Among the 15 recommendations made in the report, the authors warn government that its call to build storage tanks to prevent overflows should only be used where environmental and public health risks are greatest and there are no acceptable alternative actions.

“They address the symptom not the cause,” Butler said. “The wastewater infrastructure is a long-term infrastructure so short-term solutions need to sit within a much longer-term plan.”

Sewage overflows could be reduced if rainwater was prevented from entering sewers. Existing sewers could be separated so that surface water flows into its own system, but the authors warn that it’s a high-cost option and digging up roads would be hugely disruptive. Local authorities and regulators could copy the Netherlands where homeowners have been incentivised to regreen their properties to help capture water by removing patios or paved-over gardens.
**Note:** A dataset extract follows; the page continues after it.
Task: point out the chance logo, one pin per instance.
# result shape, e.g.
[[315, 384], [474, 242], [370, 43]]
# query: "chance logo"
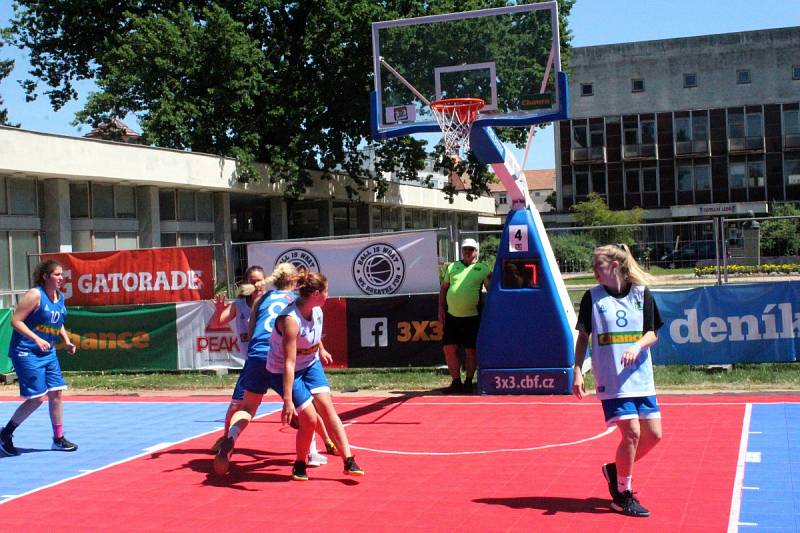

Looking longer-term, the authors call for government to develop an overarching vision for the UK’s wastewater system. This needs to balance human health and wellbeing, protection of nature, security of supply, flood resilience, economic sustainability, and customer satisfaction and be supported by measurable targets to monitor delivery.  

Andrew Thompson, an IChemE Fellow and member of the NEPC working group that compiled the report, said: “Making a positive and important impact to the science of protecting public health is already at the forefront of many chemical and process engineering industry sectors, and our profession’s unique ability to take a systems-thinking approach is crucial when – like with wastewater – there is no single solution on offer for all scenarios.

“Research data and new technologies will be key to delivering efficient and cost-effective results, in addition to ensuring that our future chemical and process engineering talent are equipped with the right skills and ability to meet difficult challenges.”